The adverse effects of COVID-19 pandemic are already recognizable for most of my readers and for myself, but it doesn’t mean that we have a deep understanding of each of its repercussions to all the people in the world.
In Hong Kong, where approximately 210,000 Filipinos are working, there is a huge dilemma when it comes to the important information regarding COVID-19 because more of them are in Cantonese or English language. Nherieda, a Filipino domestic worker, said, “There is limited information on COVID-19 written in Tagalog. I mainly receive them from the Philippines. I would like to find more reliable sources of information. I am afraid of the disease, but I want to be a responsible person to protect myself and others.”
According to Filipino domestic worker named Bessie, who has been working in Hong Kong for nine years, “With cases increasing here, it’s hard to tell if we are infected or not. Previously, I would receive information about COVID-19 online. It is better to learn about it face-to-face, with more interaction. I want the facts, like, is COVID-19 an airborne disease?”

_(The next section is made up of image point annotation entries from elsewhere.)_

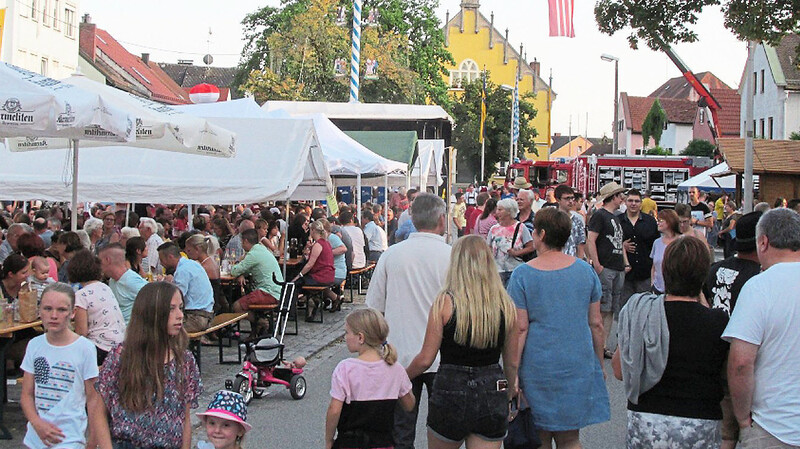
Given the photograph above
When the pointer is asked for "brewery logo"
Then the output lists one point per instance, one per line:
(32, 143)
(143, 131)
(13, 114)
(67, 117)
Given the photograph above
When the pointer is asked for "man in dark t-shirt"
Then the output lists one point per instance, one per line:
(723, 284)
(604, 248)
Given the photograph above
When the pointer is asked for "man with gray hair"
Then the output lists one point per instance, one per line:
(407, 279)
(12, 235)
(524, 204)
(148, 229)
(764, 333)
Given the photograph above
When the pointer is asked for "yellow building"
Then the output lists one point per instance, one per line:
(475, 43)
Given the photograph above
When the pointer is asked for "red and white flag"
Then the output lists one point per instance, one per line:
(561, 18)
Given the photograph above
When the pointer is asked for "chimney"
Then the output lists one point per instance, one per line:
(505, 49)
(536, 66)
(447, 28)
(491, 32)
(86, 37)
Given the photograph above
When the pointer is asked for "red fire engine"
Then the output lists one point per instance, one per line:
(658, 174)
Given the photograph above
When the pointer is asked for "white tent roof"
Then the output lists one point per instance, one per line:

Each of their employers has the responsibility to inform them about the disease, but not every employer might be willing to do so. Hence, the Médecins Sans Frontières/Doctors Without Borders (MSF) has been distributing informational materials regarding COVID-19 in Tagalog. An MSF team arrived in Hong Kong in late January to reach out to several minorities including the elderly, street cleaners, migrants, asylum seekers, domestic helpers, and homeless people.
Aside from reaching out to minorities in the streets of Hong Kong, the MSF team has also been organizing educational activities with a special question and answer concourse allocated to respond to important concerns of their attendees. MSF nurse Eliza Chang is responsible for COVID-19 control and prevention. She said, “Everyone has a role to play in maintaining a healthy environment, protecting not just yourself but others too, and must be taken together to ensure maximum effectiveness.”

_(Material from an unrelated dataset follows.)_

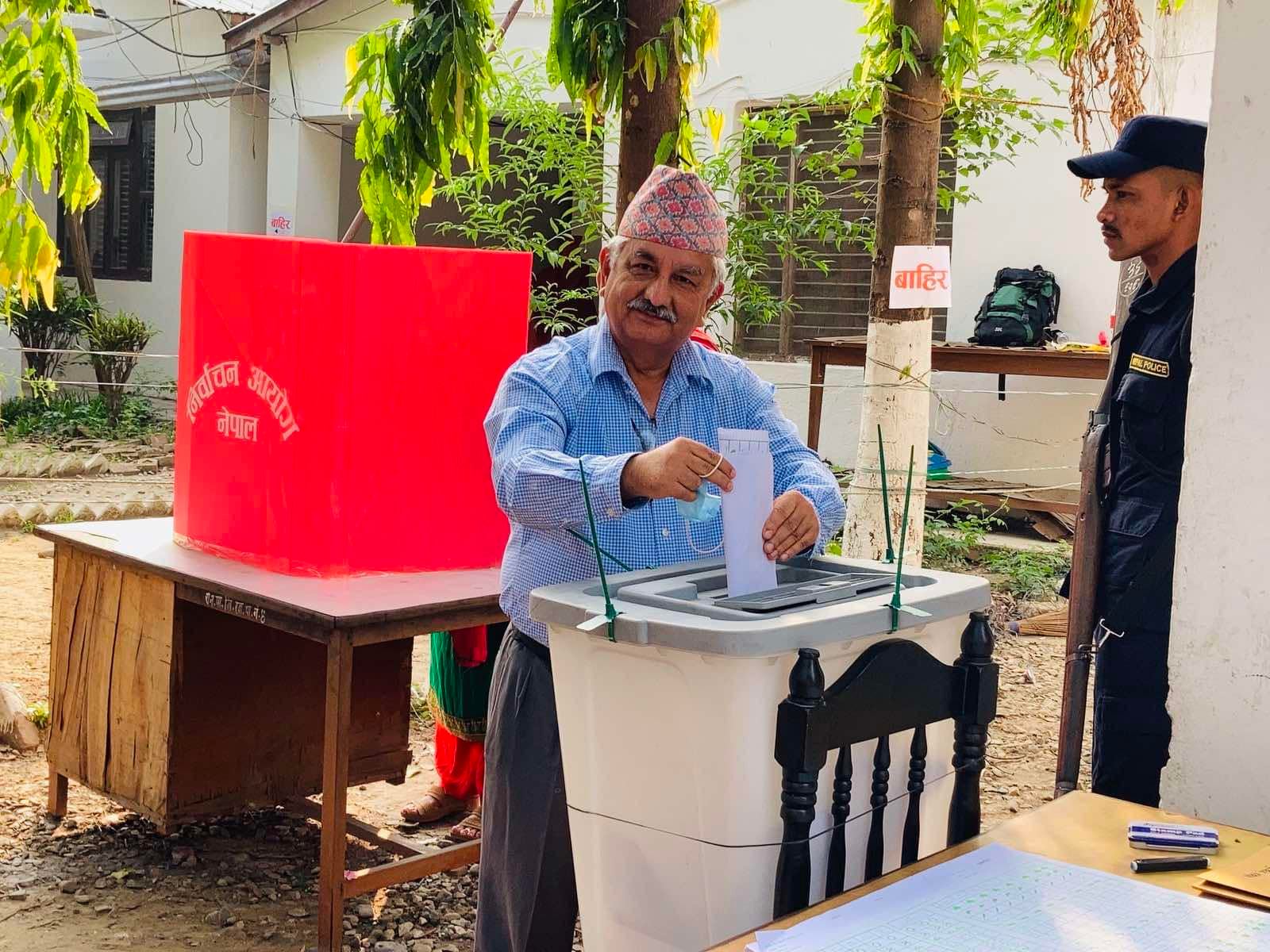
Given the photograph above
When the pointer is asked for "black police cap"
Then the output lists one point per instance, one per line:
(1147, 143)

During one of their sessions, an elderly participant said, “I am very confused and afraid of infection. Wearing two masks at the same time can protect me, even if I know it is not correct.” Another person said, “I disinfected my hands until they were about to crack. I don’t worry about myself, but I worry about my baby.“
More than any other physical health and body concern, it’s their mental health that mostly succumbs to the pandemic. Hence, MSF is also there to guide them through human connections and face-to-face interactions. Gert Verdonck, emergency coordinator of MSF in Hong Kong said, “By being there with vulnerable people in the society, we can help ease their stresses and anxieties, answer their concerns and doubts, as well as listen to their worries.”
I appreciate what the MSF does in helping the minorities cope up with the COVID-19 pandemic. While they are not available here in the Philippines, they provide a huge refuge to our respective domestic helpers in Hong Kong, who are one of the heroes of our economy. They deserve the utmost care and attention, as they are also worried about the Philippines, their motherland, and their families residing here. The MSF is coordinating with WHO and other ministries of health in providing information to minorities, as well as training health workers and hospitals regarding infection control.